序
フォオ・ルーニ・アルカザーク……
美しき音律を紡ぐ声
フォウ・アイク・フェルヘホウ ――
いにしえの詩吟の幕開けを謳う一節を唱え
そして古い楽器を胸に抱いて爪弾く十一弦
遥けき古代、
陽の神イーサシオン
光と風の精霊神アム
大地の帝アーガー
三柱は理の糸を紡ぎ、この世を織りいだしたる
その理の果てに至るは、ルーンファー
遍く神々は三柱のもとに集い、天地を統べた
やがて時果つる悠久の風は神を運び去り
世は唯人の手に委ねられた
神々の力の澱みはなお、薄く厚く世にとどまり
人はそれを知らずに刃を交える
かくて、狩人の子と、裏切りの剣士は、
ともに村を発ち、鉄と血の道を歩み出した――
フォウ・マーナ・リルアータ――
弦の音と詩人の声が夜の空気にしみわたって消える。
遥か頭上には、大洞穴の岩の天蓋が、星明りと闇の境目をかたどっていた。
焚火の前で村の老人が、火と詩人の弦の音色に集まる子供らに、語り聞かせている。
子供たちは、古代語交じりの歌の意味を、老人にせがんだ。
博識の老人にも、詩人が謡う神代の言葉は難解であった。
それはカプアレーン。幾百年を渡り歩いた吟遊の詩人、妖精の末裔とも言われる者が語り継いだ歌であった。老人の曾祖父の代より古い伝承である。
老人は赤熱した薪を掘り熾す。
火が強まり、その表情を深く見せた。
「懐かしいの」
まるでその瞳は昔を思い起こすようだ。老人自身すら、見たことはない、はるか昔のことだというのに。

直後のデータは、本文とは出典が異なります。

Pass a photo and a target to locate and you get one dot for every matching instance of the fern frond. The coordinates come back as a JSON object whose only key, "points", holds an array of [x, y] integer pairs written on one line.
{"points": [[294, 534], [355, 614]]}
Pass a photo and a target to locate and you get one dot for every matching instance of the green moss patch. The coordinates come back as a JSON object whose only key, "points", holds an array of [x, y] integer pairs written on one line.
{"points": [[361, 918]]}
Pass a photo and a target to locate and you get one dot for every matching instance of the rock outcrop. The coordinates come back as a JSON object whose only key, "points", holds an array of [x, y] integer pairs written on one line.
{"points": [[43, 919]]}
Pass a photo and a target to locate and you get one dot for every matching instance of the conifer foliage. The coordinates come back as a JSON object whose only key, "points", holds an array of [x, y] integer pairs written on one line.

彼は歌の内容をせがむ子らを、焚火の周りに座らせて語り聞かせた。
「むかしむかし、村の子供二人が兵に取られ、戦へ出た。ひとりは弓をよく射、ひとりは剣をよく振るった。ひょんなことから、少年は聖なる剣を得る。また、聖女の助力を経て、英雄となるその少年の行く末に悲劇が襲う。吟遊詩人が歌うのは、その最初の節じゃ」
歌い手が、老人の語りに合わせるように、胸に抱える弦を再び爪弾く。
フードを目深にかぶる吟遊詩人の耳は、誰も目にすることはなかったが、翌朝、人知れず旅立つかの者を、唯ひとり目にした幼な子が言うには、妖精族のごとき長い耳だったという。
最後の妖精族は、この物語を伝えて人々の前から去った。
その物語を、聖原のルーンファーと、人は伝える。